La voilà qui s’installe sur la chaise en face de la mienne, un sourire placardé sur sa face de rat tant elle est fière de sa connerie. Sacrée Marie, je ne la changerai jamais.


— Tu viens d’où comme ça ? demandé-je, alors que je connais déjà la réponse.

— Chez moi, répond-elle sans hésitation, menton relevé.


Mes yeux fixent les siens, paupières légèrement froncées, ce qui signifie « tu sais que je sais ». Elle me renvoie un regard rieur, qui veut très exactement dire « je sais que tu sais, mais c’est plus marrant comme ça ». C’est ce qu’il y a de bien avec les amitiés de longue date, les vraies amitiés. Pas besoin de mot pour se comprendre.


Du bout du doigt, j’effleure le dessous de ma lèvre inférieure avant de lâcher :


— T’as un peu de rouge-à-lèvre là.


Après avoir vérifié dans le reflet de son miroir de poche, elle acquiesce tout en continuant de nier en bloc :


— Ah ouais c’est vrai, je l’ai mis à l’arrache en partant ! Merde, t’as bien fait de me le dire.


On recommence notre jeu de regards et cette fois, on éclate de rire. Puis, quelques secondes plus tard, je lui demande :


— Elle vient Océ finalement ?

— Non, elle m’a appelé pour me dire qu’on se verrait ce soir. Là, elle doit aider ses parents à faire je ne sais plus quoi, bla-bla-bla…

— Ouais comme d’hab quoi !

— C’est clair ! Tu dis que c’est moi la cachotière du groupe, mais elle, elle m’a battue haut la main.

— Un mec tu crois ?

— J’en sais rien, mais je pense qu’elle cache bien son jeu Madame « je me réserve pour le bon ».


Océane est effectivement censée être la plus chaste de notre trio. Elle prône sans cesse les vertus du couple alors qu’elle a eu deux mois de relation sérieuse depuis qu’elle est née. Puis, il y a eu ces rares fois où on a découvert une facette d’elle plus dévergondée. Surtout quand elle boit en fait. Elle ne tient pas du tout l’alcool, mais au contraire de la plupart des gens, elle ne se réfugie pas aux toilettes pour vomir, elle n’a pas non plus d’excès de confiance. Non, elle, elle se métamorphose, elle devient une autre personne. Du genre à se réveiller dans une chambre d’hôtel avec un tigre dans la salle de bains. C’est limite flippant. Et pour son bien, on préfère qu’elle s’en tienne à son rôle habituel de fille réservée. C’est souvent chiant pour nous, mais tellement plus safe pour elle.


Histoire de changer de sujet, je balance :


— Tu reprends quand le taf déjà ?

— Dans trois jours, souffle Marie d’un air dépité.

— Les bâtards ! Ils te laissent même pas te remettre du jour de l’an.

— Ouais. Et tout ça parce qu’une employée part en congé maternité anticipé et une autre fait un baby blues.

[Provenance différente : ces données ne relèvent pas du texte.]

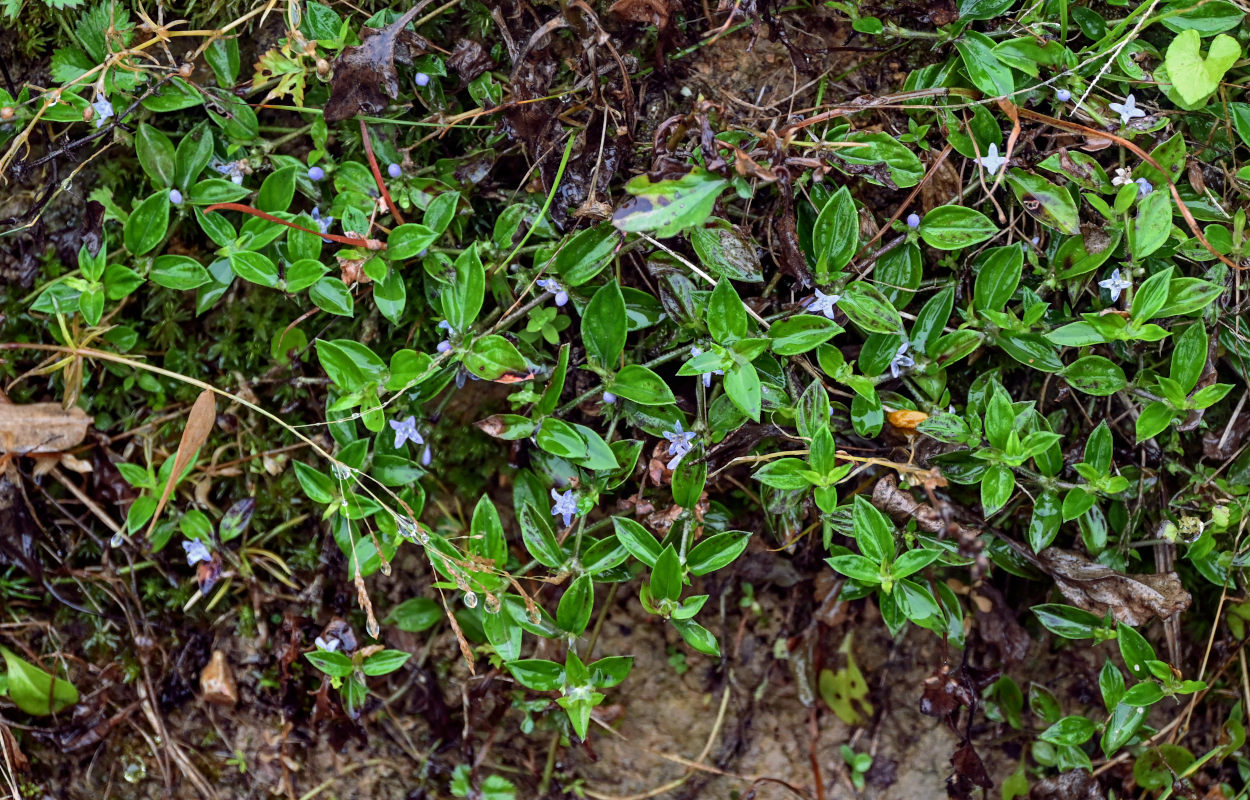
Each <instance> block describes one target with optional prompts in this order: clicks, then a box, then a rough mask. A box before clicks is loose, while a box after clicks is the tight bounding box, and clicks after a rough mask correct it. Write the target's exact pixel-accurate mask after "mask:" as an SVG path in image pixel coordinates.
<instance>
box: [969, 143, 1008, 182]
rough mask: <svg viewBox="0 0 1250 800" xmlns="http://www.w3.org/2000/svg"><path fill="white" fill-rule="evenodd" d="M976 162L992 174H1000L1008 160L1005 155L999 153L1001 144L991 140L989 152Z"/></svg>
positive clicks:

Ça craint, ça me donnerait presque envie d’avoir des gosses juste pour profiter du système.

— T’es horrible de dire ça.

— Parce que tu connais pas ces deux meufs…

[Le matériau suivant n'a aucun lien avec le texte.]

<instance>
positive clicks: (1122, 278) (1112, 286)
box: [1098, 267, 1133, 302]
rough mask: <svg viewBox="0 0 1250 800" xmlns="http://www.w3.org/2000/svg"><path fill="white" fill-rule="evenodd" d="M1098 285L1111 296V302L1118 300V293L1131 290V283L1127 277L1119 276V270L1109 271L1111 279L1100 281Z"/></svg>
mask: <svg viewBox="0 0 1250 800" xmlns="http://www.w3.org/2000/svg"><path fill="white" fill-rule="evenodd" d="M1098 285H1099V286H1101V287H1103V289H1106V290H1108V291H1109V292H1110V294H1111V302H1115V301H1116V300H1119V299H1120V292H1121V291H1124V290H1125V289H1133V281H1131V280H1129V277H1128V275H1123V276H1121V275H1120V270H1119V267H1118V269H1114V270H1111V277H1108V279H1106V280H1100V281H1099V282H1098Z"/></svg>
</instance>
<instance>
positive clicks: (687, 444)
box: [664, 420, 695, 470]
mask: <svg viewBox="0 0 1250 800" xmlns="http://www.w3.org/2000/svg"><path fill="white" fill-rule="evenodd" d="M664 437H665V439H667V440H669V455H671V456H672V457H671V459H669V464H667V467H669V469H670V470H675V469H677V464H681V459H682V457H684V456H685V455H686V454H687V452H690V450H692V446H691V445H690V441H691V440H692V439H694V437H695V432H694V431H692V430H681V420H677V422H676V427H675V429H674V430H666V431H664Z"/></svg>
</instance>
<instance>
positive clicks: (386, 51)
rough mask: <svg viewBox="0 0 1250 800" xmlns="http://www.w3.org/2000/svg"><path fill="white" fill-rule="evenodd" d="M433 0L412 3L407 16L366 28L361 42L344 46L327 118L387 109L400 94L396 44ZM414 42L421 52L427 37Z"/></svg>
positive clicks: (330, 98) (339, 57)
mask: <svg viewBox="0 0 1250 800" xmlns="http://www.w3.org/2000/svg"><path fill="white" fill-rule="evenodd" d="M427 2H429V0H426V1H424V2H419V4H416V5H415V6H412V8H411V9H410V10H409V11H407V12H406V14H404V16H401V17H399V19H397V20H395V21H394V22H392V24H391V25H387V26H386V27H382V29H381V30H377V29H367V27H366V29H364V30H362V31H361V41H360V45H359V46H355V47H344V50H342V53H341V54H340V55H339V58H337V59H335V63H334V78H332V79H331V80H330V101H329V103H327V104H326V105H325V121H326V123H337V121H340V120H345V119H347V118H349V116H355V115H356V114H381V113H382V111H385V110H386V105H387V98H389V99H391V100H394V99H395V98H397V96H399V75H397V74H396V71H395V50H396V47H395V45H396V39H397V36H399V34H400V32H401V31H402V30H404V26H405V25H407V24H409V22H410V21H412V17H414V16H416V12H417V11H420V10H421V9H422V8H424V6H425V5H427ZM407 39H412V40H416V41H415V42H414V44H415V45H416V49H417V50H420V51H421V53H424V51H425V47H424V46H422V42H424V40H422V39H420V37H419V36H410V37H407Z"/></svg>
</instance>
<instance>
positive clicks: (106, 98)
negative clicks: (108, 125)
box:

Je fais un signe de la main pour la stopper dans sa lancée. Un temps de réaction, puis elle percute, elle réalise à quel point c’est un sujet sensible pour moi.

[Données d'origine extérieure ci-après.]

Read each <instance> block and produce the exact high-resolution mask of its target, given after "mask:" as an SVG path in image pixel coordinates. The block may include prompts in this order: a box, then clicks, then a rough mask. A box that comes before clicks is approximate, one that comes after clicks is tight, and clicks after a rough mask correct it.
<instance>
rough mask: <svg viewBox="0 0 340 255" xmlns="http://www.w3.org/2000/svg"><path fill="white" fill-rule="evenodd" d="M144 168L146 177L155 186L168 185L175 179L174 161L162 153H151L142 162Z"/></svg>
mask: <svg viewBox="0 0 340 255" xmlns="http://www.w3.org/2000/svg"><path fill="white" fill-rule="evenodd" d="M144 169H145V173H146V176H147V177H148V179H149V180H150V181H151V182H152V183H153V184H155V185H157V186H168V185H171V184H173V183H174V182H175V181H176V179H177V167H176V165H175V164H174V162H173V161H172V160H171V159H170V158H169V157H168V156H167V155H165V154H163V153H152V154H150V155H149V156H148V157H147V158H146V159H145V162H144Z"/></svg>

— Pardon, je suis conne, se morfond-elle.


Je lui assure alors qu’elle n’est pas conne, plutôt maladroite.


Après, c’est aussi pour ça qu’elle reste mon amie. Je veux dire pour sa franchise et sa spontanéité. Elle dit ce qu’elle pense, sans aucun filtre. D’ailleurs, on se ressemble assez là-dessus. Sauf que de par mon vécu, j’ai une espèce de régulateur qui s’est mis en place tout seul. Je n’y peux rien, c’est ainsi. Mon esprit scanne automatiquement la situation et je sais ce qu’il convient de dire et surtout de ne pas dire. Bien sûr, ça ne fonctionne pas tout le temps, mais assez souvent pour que je ne me retrouve pas dans des impasses sinueuses.


Quoique…


J’aimerais bien de nouveau caresser le danger pour me sentir vivante.